Shares of Ciena Corp., a maker of equipment and software for telecommunications and cable providers, posted their biggest decline since October after an FBR Capital Markets analyst downgraded the stock, citing increased competition.
The shares fell 6.3 percent to $16.77 at 3:06 p.m. Tuesday in New York, after earlier slipping as much as 9.4 percent to $16.22. Through Monday, the stock had gained 48 percent this year.
Scott Thompson, an analyst at FBR Capital Markets, downgraded the Linthicum, Maryland-based company today to market perform, the equivalent of a hold rating, from outperform. In a research note, Thompson said Cisco Systems Inc.’s efforts to merge its optical and routing platforms are making the equipment market more competitive. He maintained a 12-month target price of $18 a share.
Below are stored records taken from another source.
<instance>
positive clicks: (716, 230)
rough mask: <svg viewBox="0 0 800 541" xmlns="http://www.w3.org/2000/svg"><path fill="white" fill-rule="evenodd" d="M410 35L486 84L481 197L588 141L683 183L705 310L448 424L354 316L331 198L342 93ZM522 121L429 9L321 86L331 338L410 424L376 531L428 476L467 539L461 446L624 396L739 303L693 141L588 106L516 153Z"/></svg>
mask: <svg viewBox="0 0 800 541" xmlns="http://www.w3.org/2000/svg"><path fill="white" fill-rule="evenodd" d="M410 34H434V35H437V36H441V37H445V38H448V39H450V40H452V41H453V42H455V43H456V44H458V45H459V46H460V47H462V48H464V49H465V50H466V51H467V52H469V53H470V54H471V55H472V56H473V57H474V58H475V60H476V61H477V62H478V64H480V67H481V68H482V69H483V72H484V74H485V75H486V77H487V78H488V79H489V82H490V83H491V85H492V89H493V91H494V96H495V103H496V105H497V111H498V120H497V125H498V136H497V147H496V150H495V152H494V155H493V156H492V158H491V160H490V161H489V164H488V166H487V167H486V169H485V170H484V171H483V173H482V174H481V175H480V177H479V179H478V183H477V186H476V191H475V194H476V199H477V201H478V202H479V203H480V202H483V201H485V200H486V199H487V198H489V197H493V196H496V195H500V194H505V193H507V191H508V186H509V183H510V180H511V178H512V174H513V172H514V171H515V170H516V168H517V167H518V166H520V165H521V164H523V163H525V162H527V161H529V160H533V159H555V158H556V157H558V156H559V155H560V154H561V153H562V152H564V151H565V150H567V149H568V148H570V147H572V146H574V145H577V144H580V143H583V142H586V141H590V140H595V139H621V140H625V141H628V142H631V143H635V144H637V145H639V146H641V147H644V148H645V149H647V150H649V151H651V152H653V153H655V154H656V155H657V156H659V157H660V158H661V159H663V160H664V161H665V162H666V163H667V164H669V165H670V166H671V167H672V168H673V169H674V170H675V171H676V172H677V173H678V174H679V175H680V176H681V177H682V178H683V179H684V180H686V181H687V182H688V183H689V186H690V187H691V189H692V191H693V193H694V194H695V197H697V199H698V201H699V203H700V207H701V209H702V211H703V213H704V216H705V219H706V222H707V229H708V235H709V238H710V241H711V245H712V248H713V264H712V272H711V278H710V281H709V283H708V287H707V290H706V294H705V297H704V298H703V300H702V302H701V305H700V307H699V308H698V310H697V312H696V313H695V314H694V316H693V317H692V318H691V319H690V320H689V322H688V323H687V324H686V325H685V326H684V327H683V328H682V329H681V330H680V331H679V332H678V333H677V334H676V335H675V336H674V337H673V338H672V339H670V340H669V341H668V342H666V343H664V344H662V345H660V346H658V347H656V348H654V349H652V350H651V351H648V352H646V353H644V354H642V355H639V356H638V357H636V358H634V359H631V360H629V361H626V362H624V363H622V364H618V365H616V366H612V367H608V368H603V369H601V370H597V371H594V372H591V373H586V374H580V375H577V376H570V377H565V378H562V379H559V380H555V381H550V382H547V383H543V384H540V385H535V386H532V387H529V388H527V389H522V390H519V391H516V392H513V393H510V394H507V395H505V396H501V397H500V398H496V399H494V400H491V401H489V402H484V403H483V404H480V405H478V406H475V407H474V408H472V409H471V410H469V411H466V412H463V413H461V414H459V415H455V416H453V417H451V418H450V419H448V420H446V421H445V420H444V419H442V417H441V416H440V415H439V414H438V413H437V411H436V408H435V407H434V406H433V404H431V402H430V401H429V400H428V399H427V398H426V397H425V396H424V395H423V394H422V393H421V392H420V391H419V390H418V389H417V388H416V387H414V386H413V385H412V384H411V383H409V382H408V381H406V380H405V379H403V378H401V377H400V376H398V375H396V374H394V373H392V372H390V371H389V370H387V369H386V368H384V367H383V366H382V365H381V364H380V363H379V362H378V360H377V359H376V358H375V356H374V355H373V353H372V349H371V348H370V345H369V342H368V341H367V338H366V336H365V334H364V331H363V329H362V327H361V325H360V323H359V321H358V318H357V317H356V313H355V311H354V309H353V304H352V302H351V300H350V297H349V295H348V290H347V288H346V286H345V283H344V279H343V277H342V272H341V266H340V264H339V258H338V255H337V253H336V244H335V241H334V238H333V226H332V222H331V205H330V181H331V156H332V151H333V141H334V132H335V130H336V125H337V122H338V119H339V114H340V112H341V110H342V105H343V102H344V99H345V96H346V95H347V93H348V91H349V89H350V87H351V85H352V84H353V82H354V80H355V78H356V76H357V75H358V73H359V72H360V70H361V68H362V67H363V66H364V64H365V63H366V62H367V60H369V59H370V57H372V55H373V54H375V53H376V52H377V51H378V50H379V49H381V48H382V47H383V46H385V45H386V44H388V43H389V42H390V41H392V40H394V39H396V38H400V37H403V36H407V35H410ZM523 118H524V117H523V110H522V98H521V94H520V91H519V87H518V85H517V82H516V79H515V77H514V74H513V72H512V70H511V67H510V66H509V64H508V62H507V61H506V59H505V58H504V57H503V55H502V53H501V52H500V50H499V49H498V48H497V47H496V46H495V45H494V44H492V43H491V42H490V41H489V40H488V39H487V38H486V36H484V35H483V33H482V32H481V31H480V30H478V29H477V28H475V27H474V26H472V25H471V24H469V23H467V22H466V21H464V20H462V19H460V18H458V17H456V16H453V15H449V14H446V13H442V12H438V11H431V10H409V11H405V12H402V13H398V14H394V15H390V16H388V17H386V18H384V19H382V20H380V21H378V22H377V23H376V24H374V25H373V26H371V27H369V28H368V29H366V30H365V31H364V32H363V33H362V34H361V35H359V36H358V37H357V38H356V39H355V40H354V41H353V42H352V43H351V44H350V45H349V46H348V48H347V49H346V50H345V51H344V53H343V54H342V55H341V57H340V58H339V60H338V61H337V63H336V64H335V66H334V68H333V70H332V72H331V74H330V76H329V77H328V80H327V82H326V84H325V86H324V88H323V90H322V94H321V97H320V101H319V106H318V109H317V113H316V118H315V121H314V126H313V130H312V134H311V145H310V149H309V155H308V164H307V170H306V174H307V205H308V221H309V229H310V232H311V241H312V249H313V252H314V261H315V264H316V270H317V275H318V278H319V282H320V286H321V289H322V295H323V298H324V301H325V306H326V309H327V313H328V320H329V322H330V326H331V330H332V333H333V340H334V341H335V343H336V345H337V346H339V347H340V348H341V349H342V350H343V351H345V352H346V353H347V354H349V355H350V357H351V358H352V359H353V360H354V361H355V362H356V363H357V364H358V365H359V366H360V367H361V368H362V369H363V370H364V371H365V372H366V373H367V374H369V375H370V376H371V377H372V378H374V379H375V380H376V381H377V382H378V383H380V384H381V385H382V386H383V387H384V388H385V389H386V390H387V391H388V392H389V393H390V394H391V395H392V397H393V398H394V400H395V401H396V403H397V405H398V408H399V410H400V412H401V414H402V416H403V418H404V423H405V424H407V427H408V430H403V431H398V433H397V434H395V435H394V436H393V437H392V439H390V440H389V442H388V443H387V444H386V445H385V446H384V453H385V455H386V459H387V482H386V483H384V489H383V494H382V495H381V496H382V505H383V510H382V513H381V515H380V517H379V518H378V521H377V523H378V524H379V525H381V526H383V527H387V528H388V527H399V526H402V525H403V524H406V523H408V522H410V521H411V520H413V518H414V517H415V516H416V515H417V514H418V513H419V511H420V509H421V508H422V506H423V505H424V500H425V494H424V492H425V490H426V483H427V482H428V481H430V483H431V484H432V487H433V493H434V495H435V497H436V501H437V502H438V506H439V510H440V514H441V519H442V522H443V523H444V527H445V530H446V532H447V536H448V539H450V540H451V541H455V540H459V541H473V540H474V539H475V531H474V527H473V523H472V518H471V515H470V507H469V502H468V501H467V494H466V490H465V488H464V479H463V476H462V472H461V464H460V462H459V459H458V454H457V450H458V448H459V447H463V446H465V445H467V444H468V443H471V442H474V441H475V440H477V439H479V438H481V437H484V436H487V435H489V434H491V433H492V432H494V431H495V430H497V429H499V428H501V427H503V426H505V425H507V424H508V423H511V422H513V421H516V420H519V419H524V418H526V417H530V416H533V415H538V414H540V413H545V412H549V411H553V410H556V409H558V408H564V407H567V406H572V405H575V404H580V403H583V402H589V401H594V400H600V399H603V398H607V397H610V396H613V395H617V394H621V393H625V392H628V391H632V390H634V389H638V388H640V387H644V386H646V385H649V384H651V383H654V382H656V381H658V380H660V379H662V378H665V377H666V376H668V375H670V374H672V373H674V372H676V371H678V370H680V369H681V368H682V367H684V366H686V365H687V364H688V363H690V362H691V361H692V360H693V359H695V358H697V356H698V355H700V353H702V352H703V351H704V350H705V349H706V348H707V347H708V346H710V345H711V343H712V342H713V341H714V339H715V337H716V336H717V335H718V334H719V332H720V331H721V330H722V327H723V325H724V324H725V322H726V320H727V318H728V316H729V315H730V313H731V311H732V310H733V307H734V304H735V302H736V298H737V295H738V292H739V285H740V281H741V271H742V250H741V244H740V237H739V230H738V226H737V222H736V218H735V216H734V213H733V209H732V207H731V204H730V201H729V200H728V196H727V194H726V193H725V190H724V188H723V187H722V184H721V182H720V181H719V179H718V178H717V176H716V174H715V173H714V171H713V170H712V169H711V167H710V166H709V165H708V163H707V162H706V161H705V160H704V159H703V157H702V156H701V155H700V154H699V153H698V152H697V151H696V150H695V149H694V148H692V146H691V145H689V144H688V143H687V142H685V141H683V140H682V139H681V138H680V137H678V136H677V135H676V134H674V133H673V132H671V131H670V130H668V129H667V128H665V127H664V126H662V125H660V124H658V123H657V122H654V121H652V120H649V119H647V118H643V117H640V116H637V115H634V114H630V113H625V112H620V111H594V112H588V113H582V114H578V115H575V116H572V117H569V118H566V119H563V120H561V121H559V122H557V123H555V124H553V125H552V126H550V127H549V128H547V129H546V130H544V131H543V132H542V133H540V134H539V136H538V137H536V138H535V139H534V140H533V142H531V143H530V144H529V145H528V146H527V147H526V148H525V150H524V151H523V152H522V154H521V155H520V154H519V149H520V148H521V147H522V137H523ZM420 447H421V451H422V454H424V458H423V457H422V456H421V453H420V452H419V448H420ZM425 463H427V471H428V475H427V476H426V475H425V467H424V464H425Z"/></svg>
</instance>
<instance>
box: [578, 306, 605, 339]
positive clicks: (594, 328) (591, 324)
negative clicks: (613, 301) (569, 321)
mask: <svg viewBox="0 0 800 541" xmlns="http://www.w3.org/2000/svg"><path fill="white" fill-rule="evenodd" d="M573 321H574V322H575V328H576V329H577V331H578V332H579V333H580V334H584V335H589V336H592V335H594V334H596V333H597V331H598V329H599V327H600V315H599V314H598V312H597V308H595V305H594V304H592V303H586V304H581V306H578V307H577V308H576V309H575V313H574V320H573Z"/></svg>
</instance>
“While we expect Ciena to continue to respond well to several positive catalysts, we remain increasingly more concerned about the negative,” Thompson wrote. “Given the run the stock has had, move to the sidelines until we have more visibility into what appears to be a rapidly changing competitive environment.”
David Dixon, another analyst at FBR Capital Markets, said in a separate note today that telecommunications carriers Verizon Communications Inc. and AT&T Inc. are reassessing spending based on weaker domestic demand. Ciena will report fiscal third-quarter earnings later this month.